Дейн в безопасности, потому что он чужой. Все, что я ему скажу, исчезнет через несколько месяцев, когда я продам Блэклиф и снова перееду.
И все же между нами есть эта близость из-за пореза на моей ноге, его рук на моем теле, украденных поцелуев и тех странных, волнующих моментов, когда кажется, что он разговаривает с самой глубокой частью меня, а я говорю с самой реальной частью его.
Как будто я могу рассказать ему все, что угодно, и это не будет иметь значения — даже самые болезненные вещи.
Я должна была уметь так разговаривать с Гидеоном. Но я никогда не чувствовала, что смогу.
Даже когда между нами все было наилучшим образом, даже до того, как я узнала, что он делает, я никогда не чувствовала, что могу поделиться всей своей душой. Мне пришлось подвергнуть цензуре то, что я сказала Гидеону, чтобы мы не поссорились.
Я думаю о наших лучших и самых теплых моментах. Когда я заболела гриппом и Гидеон отменил рабочий проект, чтобы позаботиться обо мне. Когда мы посетили замки в Испании. Все время, когда я опаздывала на работу, он забирал Джуда из школы…
А потом я вспоминаю тошнотворное, щемящее чувство, когда нашла первую заколку для волос в его машине. Затем вторую, и третью…
Голос Джуда шепчет мне на ухо:
Ты видишь только то, что хочешь видеть…
— Хотела бы я не быть такой чертовски слепой.
Слова слетают с моих губ и повисают в воздухе.
Я не хотела этого говорить, но чем больше я думаю об этом, тем правдивее мне это кажется.
Я была слепа.
Я не видела, что происходило вокруг меня.
И это должно было быть очевидно.
Дейн вздыхает. Мои плечи опускаются, и я теряю уверенность.

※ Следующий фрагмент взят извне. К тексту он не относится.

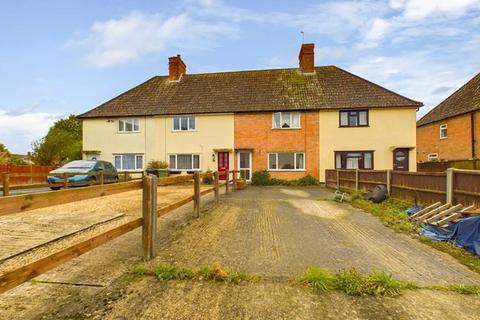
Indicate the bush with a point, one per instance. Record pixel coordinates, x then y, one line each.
261 178
156 164
307 181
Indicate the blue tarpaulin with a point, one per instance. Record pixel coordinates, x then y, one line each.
465 234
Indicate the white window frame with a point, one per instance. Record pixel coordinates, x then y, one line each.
122 156
432 157
185 154
294 161
188 116
444 127
291 118
125 120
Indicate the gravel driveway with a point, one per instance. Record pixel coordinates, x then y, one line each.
274 231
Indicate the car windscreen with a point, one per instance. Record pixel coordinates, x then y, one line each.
79 165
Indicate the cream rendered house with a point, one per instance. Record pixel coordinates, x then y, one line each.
291 122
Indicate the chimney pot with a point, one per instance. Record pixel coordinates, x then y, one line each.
306 58
176 68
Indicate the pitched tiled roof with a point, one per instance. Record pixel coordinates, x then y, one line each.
263 90
464 100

— Ты считаешь меня жалкой.
— Не говори за меня, — холодно говорит Дейн. — Это совсем не то, о чем я думаю.
— О чем тогда? — я украдкой бросаю взгляд.

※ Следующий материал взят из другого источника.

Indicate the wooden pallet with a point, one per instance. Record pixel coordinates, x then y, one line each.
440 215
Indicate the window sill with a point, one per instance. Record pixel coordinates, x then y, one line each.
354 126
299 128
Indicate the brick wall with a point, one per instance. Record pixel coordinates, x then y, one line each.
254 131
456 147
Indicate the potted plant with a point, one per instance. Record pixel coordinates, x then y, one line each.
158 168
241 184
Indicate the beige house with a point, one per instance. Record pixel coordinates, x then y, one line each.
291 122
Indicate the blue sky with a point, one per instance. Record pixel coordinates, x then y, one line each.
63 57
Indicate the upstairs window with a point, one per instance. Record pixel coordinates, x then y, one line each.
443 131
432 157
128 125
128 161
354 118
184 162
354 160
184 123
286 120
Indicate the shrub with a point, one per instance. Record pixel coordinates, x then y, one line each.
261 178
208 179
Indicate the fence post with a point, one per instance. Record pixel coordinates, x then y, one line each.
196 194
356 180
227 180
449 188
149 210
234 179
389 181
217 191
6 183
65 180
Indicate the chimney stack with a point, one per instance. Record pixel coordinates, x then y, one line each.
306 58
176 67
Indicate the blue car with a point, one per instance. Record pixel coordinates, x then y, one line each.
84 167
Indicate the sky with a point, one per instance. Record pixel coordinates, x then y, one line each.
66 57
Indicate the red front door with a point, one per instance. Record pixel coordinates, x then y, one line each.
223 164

Его лицо плывет, как бледная луна, над темным воротником рубашки. Его руки свободно сложены перед ним, словно высеченные из мрамора. Его бледность прекрасна в этом доме цвета индиго, как будто они были созданы друг для друга. Я никогда не была такой, даже в своей собственной семье.
Мой отец был теплым и уверенным в себе, моя мать очаровывала, Джуд был вундеркиндом… Я была странной уткой. Все было хорошо, когда мы были все вместе, но потом моих родителей не стало, и все мои причуды превратились в изъяны и ошибки…

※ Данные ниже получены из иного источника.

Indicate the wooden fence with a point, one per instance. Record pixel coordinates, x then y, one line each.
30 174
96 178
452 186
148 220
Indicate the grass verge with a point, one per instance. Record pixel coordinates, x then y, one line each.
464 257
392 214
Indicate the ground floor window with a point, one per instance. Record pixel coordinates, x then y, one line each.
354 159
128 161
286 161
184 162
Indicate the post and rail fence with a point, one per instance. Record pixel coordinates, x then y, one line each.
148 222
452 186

— Я думаю, что ты напоминаешь мне меня самого.
Это последнее, что я ожидала услышать от Дейна. В моей груди вспыхивает румянец удовольствия от того, что он думает, что мы похожи. Смешанный с легкой паникой, когда я задаюсь вопросом, что именно он имеет в виду.
— Это хорошо? — я слегка улыбаюсь.
— Наверное, нет.
— Ты действительно знаешь, как сделать девушке комплимент.
— Ты этого хочешь? Комплименты?
Его рот чувственный и жестокий. Он настолько спокоен, что воздух вокруг него застывает.
Я качаю головой.
— Я сказала тебе, чего я хочу.
— Больше контроля?
— Да.
— Меньше слепоты.
— Да.
Я даже не знаю, возможно ли это. Смогла бы я изменить самые сломанные части себя?